What I Want You To Know About My Gay Neighbors – {Lesley Miller}

I am so very proud to call Lesley Miller my real-life friend. But even if I weren’t her friend and Redbud retreat roommate, I would be dancing on the ceiling with excitement to introduce her. And when you read this, you’ll understand why…

neighborsfence

Would you call me your friend if you knew how I felt about gay marriage? 

I never set out to make gay friends, just like I didn’t set out to not have gay friends, but growing up in a conservative area of California and then going to school at a conservative Christian college meant that in my worldview, gay people only existed on Hollywood TV shows and in places like San Francisco. All of that changed when my husband and I moved to Sacramento in 2006.

I figured my boss was gay the moment I met him. I also knew I liked him the moment I met him, which is why I signed a contract for a position at his company with no reservations. He was sharp, friendly, and believed I could do anything.

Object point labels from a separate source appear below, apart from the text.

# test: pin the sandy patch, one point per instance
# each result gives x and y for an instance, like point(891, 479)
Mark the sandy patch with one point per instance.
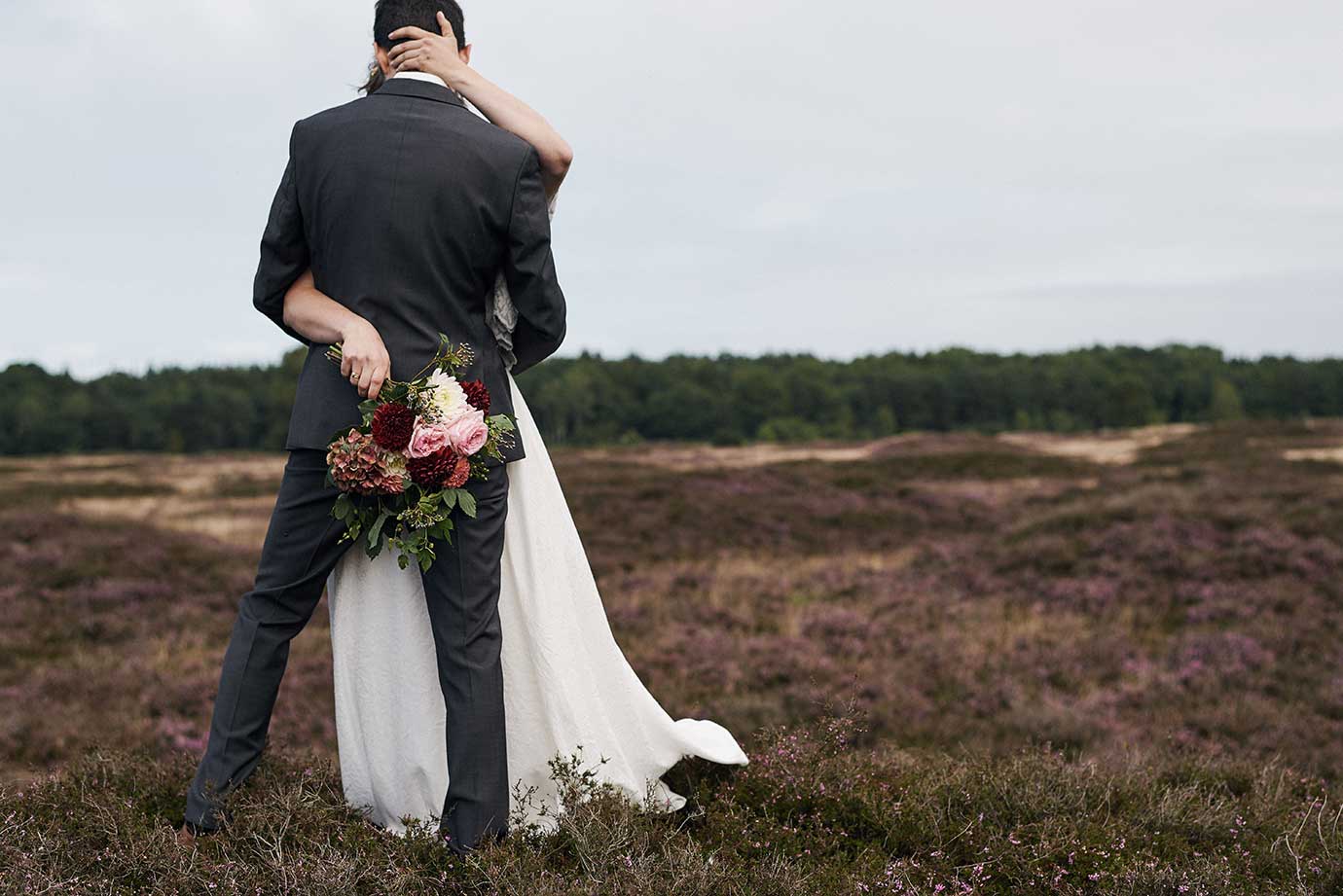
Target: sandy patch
point(1328, 455)
point(1117, 448)
point(706, 457)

After a few weeks in my new position, it became obvious that my boss wasn’t my only gay co-worker. A few other women in the office were lesbians, and quite a few of our clients. I went from not knowing any gay or lesbian people to being surrounded by them. And it was fine. Better than fine. My co-workers were some of the nicest people I’d ever worked with. We went out to lunch together and grabbed occasional happy hour cocktails. One woman opened her home each December for a holiday party and another gave us a few pieces of free furniture when she moved homes. Together we created award-winning campaigns for our clients, and rode the waves of the economic recession.

But, there was one thing about my co-workers that terrified me. They knew I was a Christian, just like I knew they were gay, but none of them realized how I felt about same-sex relationships. They never asked, and I never brought it up, and it was better this way. Less complicated.

But then Proposition 8 (a statewide proposition to eliminate the rights of same-sex couples to marry) came up on the 2008 ballot. Around my passionately liberal office, people were plastering NO signs on their cubicle walls, attending evening marches at the Capitol, and discussing the latest polling numbers while microwaving their Lean Cuisine lunches. Gulp.

I worried that if they knew my biblical convictions about homosexuality they would question our friendship or feel unloved. I worried people in the community would call me a bigot. I wondered if I was a bigot. I fretted. I analyzed. I prayed. And I dreaded that stupid 2008 election day with all soul.

They saw me as a friend, but would they still do so if they knew my biblical convictions about homosexuality?

A few years later, my husband and I moved into our first home. It was a tiny 1948 bungalow in a charming neighborhood not far from downtown. Soon after we moved in many of our neighbors dropped by to welcome us. Imagine our surprise when we realized that the four homes closest to ours were all gay or lesbian couples.

Karen and Nancy, our direct next-door neighbors, were the kind everyone wants to have. We got to know them over Saturdays exchanging gardening tips—they were always quick to lend us their tools—and we occasionally passed platters of barbecued food over the fence for each other to try. When my husband was sick they fretted over the best dish to bring us, finally landing on a spicy chili that we devoured. Occasionally they brought by little gifts for our daughter, things found around the house or given to them by one of their students.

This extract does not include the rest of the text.